From an
interview:
BRIAN KILMEADE, co-anchor: Here to tell us right now why this is a viable solution that might be used very shortly, Scott Silverman, CEO and Chairman of Applied Digital. Scott, where is this being used right now?
Mr. SCOTT SILVERMAN (Chairman & CEO, Applied Digital): Well, this chip today is being used for medical applications, to identify high-risk medical patients and their medical records in an emergency and clinical situation. The chip itself was approved by the FDA several years ago as a class-two medical device, specifically for that application. But obviously, it can be applicable for the immigration issues we face today as well.
KIRAN CHETRY, co-anchor: And we're going to take a look at it right now. You have the little chip, and it's next to a penny, so we can see just how small that chip would be. And you have one in you, so let's go ahead and just sort of explain how it would happen.
No, it's not another generic
RFID is bad! rant.
A quick overview of how RFID tags work.
- They're usually very small, the largest on the order of a grain of rice.
- They contain a small chip, encoded with some bit of data (usually a unique number)
- There's an antenna.
- A "RFID" reader sends out a signal that, when close to the chip, provides power to the chip, which in turns, broadcasts its number.
It's fairly simple technology. The idea has been around for a while. See the ID badges the really cool corporations have for entering the building -- you know the ones where you wave a credit-card-sized photo badge (with a horrific, wide-eyed picture of yourself on the front) at a little black box on the wall near a door and the door unlocks? Exact same idea. RFID is just smaller, and less door-unlocking.
Here's the scary part, though. An article over at LiveScience, from whom I shamelessly ripped off the above image, details out how the company VeriChips wants to put them in "Guest Workers".
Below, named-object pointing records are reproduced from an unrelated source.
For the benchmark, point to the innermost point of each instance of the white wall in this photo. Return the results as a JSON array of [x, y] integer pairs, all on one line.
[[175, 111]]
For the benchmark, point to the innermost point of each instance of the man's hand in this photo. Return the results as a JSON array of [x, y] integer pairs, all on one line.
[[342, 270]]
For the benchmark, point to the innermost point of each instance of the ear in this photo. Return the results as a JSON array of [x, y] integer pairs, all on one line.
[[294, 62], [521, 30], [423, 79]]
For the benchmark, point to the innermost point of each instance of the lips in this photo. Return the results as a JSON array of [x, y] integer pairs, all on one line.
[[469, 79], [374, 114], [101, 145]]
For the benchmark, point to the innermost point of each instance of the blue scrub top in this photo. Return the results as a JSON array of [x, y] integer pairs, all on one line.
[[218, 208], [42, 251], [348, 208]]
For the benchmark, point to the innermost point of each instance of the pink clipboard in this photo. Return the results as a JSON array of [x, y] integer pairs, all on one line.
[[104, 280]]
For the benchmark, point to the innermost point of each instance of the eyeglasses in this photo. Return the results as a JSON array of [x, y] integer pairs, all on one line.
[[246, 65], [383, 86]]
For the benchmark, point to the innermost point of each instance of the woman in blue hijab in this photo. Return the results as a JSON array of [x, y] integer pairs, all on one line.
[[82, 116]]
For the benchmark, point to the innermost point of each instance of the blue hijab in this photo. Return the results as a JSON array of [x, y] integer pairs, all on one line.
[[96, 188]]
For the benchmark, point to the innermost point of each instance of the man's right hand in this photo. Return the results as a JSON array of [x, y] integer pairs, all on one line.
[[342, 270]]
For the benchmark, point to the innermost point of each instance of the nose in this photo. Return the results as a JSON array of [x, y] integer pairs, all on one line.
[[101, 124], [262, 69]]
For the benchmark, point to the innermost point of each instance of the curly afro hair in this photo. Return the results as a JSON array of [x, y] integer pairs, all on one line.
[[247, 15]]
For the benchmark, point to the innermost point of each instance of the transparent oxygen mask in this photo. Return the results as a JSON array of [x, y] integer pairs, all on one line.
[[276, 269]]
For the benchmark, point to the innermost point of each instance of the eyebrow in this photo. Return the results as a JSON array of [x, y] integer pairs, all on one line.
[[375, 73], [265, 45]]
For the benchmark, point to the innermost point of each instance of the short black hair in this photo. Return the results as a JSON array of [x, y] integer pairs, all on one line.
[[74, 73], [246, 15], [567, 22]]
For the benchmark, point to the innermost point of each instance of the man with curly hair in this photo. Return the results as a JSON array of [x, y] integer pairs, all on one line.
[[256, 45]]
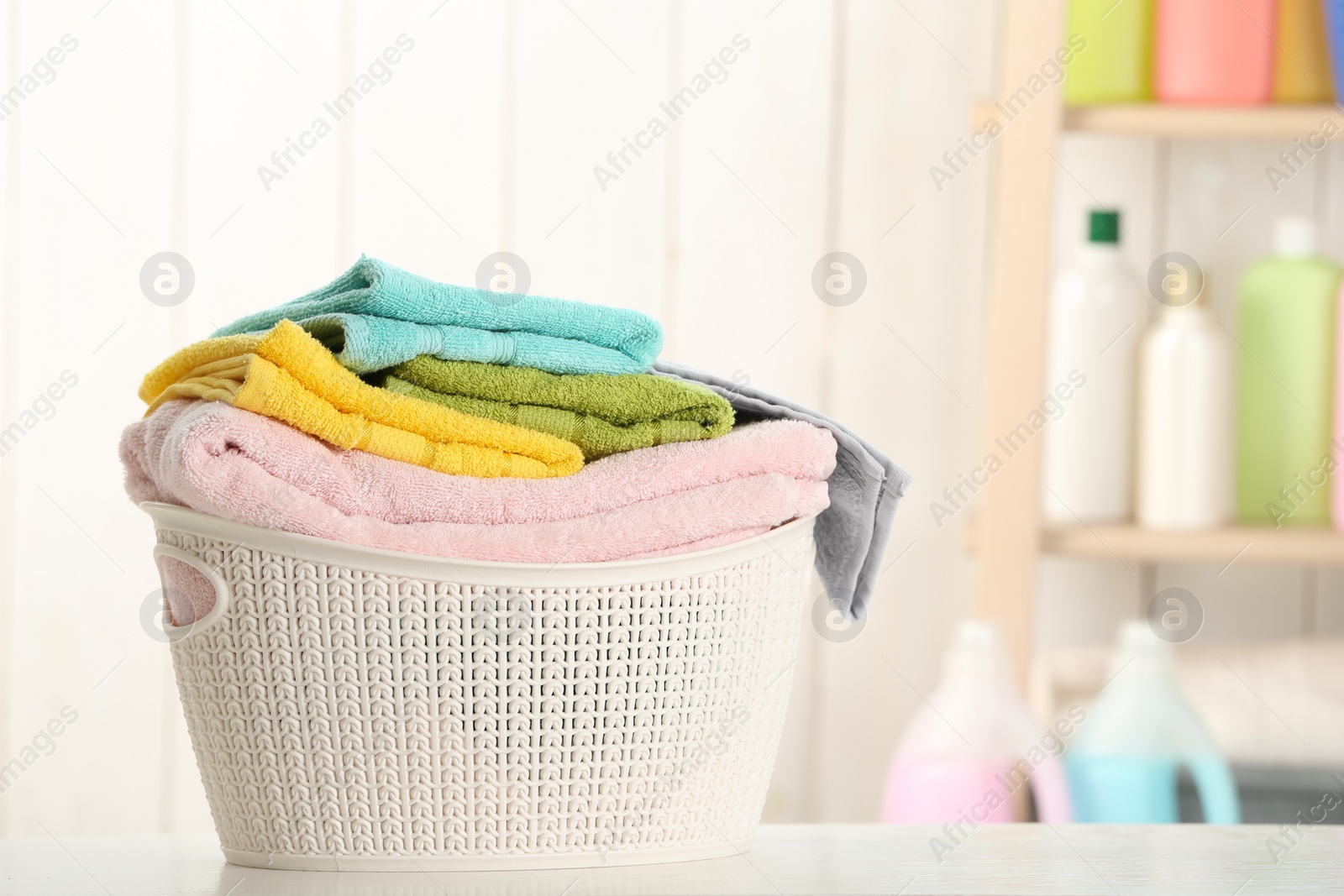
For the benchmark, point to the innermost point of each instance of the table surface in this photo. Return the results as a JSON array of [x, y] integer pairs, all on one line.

Now, I'm no brilliant privacy advocate, and I don't hate brown people for no good reason, but overall, this seems like a bad idea. The part of me that loves to jump up and down, waving its arms shouting, "Doubleplusgood!" is just standing there, with it's mouth open. While these devices would allow for easy tracking of individuals as they cross the border, it's the same slippery slope that you get when providing people with a social security number as a unique identification number. There's just too much that can be done on a quasi-legal basis with the information that, especially in terms of an RFID chip (which can be read from anywhere of "a few inches" to "a foot or more" away from the chip, depending on the strength of the signal doing the reading) you've no real consent in providing each time it is used. And we all know that the current administration can be trusted with private information.
Excuse me for a moment while I fold a beautiful swan out of tin-foil and place it on my head. Swans, as you know, are best at blocking the government mind-reading sattelites.
Such a system could easily be used to track these people not just when they enter and exit our country, but while they are here. Your local social sevices offices could install covert readers in the counters and refuse service to those obviously not US citizens. It's not a stretch to imagine high-powered readers installed along popular "illegal" routes into this country, setting off alarms, or even employers coordinating to make sure that a worker is not playing hookie or slacking off in the break room for too long.
And, really, if we start chipping (as the lingo goes when you put one in your pet) brown people, what about "regular" US citizens? What about, as slashdot mentions, pedophiles released from prison? Want to keep track of all those subversive gays and lesbians, out there plotting to destroy your marriage? Now it's easier than ever, and you don't have to wonder if that dude with the spikey hair and nose piercing is just bi or really digs the weiner.
Let me put the tin-foil hat off for a moment and comment that chipping people is the modern-day version of branding, albeit, far less painful.